There’s been a lot of wailing and gnashing of teeth/yelps of delight (delete as appropriate) amongst some in the party this morning over an Observer article that claims there will be a “key role for Blairites” in Labour’s General Election team. A more prominent role for Alastair Campbell (whose reputation has been enhanced and reformed since he left Downing Street ten years ago) has been broadly welcomed. Yet the thought of Alan Milburn – for example – making a return to Labour’s top table has set some teeth on edge, to put it mildly.
And yet it you look past the slightly hyperbolic write up that the paper has given to the leaked memo (has someone left something on the photocopier?) what’s being proposed isn’t that remarkable or surprising. For starters, Toby Helm’s piece claims that Ed Miliband will be having regular meetings with Milburn. Yet if you read the memo on which the whole piece seems to be based, it says that Douglas Alexander, not Ed Miliband, will be having an occasional chat with Milburn (who ran Labour’s 2005 campaign).

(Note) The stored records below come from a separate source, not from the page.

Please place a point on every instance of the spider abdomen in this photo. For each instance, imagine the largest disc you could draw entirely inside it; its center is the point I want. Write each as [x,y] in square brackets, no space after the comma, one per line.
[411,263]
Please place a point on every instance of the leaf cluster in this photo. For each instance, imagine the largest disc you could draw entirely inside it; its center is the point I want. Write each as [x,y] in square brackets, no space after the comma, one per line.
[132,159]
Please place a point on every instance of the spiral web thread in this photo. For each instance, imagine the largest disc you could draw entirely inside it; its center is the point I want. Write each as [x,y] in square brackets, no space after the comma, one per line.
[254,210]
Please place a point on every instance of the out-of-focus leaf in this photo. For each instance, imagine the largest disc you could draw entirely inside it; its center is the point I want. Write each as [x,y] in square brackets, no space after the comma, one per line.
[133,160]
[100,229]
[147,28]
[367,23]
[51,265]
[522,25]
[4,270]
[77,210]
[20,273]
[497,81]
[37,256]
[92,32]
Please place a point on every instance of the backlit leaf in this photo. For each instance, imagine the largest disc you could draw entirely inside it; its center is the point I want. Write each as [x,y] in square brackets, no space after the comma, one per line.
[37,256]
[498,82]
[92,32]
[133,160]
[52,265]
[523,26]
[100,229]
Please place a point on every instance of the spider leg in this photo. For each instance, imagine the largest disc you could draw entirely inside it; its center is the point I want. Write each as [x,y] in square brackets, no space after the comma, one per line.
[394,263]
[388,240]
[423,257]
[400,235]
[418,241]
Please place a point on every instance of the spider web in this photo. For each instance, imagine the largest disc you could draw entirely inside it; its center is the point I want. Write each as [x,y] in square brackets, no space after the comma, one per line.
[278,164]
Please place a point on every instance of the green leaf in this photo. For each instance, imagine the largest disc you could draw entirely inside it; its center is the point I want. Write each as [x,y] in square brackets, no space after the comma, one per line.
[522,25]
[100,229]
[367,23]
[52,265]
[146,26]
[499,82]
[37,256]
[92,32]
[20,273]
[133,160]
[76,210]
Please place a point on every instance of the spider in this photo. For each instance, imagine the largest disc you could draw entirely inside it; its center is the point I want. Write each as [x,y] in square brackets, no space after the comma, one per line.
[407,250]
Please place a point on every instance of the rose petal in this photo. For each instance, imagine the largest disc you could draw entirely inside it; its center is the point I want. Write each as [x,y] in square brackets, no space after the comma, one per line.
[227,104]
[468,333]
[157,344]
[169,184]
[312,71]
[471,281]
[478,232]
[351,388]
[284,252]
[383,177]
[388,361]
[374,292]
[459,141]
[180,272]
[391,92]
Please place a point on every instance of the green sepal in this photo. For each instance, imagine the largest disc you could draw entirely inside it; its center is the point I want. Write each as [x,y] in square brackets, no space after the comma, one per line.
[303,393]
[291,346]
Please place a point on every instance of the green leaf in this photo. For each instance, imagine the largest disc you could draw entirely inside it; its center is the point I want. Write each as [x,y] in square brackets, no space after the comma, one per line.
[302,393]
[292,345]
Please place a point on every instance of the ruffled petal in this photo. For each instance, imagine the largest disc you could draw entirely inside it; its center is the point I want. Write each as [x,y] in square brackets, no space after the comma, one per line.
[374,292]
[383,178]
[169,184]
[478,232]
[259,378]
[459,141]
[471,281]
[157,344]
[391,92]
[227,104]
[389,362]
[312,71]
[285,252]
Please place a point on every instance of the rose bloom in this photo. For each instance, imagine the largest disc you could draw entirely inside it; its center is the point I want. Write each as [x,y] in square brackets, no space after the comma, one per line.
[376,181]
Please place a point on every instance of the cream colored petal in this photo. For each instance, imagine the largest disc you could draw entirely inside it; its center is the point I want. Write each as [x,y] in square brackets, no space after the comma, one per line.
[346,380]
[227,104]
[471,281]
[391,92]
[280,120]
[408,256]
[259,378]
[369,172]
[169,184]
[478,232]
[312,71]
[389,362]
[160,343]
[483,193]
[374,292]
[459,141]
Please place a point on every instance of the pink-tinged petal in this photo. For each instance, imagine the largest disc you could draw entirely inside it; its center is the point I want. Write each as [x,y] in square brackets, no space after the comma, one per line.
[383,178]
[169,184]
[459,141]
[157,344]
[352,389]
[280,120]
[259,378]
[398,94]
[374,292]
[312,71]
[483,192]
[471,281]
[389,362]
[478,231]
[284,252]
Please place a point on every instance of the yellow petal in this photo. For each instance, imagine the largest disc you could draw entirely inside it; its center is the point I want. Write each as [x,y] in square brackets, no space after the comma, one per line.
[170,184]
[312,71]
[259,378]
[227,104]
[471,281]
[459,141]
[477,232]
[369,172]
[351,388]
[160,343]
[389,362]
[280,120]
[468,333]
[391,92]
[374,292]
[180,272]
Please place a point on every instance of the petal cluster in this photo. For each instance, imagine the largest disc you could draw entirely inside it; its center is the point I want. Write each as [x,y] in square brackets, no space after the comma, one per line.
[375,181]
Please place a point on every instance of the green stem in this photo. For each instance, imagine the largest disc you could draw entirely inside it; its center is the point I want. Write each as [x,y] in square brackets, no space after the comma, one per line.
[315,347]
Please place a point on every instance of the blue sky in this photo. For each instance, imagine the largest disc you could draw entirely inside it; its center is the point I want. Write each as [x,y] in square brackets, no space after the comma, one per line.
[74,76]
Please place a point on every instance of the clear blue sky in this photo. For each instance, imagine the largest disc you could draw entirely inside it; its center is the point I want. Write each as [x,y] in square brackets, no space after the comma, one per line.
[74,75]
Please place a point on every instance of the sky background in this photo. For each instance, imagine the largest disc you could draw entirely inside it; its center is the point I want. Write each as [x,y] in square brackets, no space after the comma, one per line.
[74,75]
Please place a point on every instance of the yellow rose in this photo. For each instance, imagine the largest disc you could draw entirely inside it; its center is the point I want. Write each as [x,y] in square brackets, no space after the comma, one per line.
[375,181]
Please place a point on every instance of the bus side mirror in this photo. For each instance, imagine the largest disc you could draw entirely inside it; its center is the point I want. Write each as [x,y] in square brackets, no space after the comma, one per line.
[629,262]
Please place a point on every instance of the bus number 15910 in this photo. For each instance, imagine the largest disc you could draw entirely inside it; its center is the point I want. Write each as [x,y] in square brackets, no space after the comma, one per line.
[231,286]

I’m not sure a phone call every six weeks justifies either the term “key role” – or the front page of a national newspaper.
Essentially what is being reported is the shocking news that the people who are running Labour’s General Election campaign are going to occasionally get advice from people who have previously run pretty successful (with the exception of 2010) election campaigns. It doesn’t mean that Milburn, Campbell or anyone else are going to be running the election campaign – there’s no change to what has already been announced by the party thus far. It merely means a few people who can already be seen regularly flitting in and out of Brewer’s Green and the Leader’s Office will be having a few more conversations with a few more people. The election plan – including the changes to digital campaigning and community organising which are already underway – appear to remain, so far, unaltered from what we’ve heard before.
So it’s not the names that worry me, or the fact that they’ll be having sunday lunch or an afternoon coffee with Douglas Alexander or Spencer Livermore that worries me. Those aiming to put Ed Miliband in Downing Street can and must engage with those who have the rare experience of running winning election campaigns.
What worries me is that there seem to be lots of people involved in the campaign – you can’t run a general election by committee. There are also far too few women involved – as Jacqui Smith and Emma Burnell have noted here before. And there aren’t enough new faces. Campaigning has moved on quite a bit since we last won an election in 2005, and there are plenty of good campaigners with relevant experience who have come through in the last decade who could add something to the campaign.
Despite the hyperbole in today’s Observer, Labour isn’t going to be running an election campaign like 1997, 2001 or even 2005. The political circumstances have changed, as have the ways in which political parties campaign. Ed Miliband has given Labour’s new election team a very clear steer as to what kind of party he wants to see – a movement party. As Miliband told me a few months ago:
“We know what the old problem was – a diminishing number of people knocking on a diminishing number of doors. And this is about an increasing number of people, not only knocking on an increasing number of doors, but playing a different role.”
On campaigning we have to go “forward, not back” – but that doesn’t mean we can’t learn from the past. And that includes their mistakes, as well as their victories.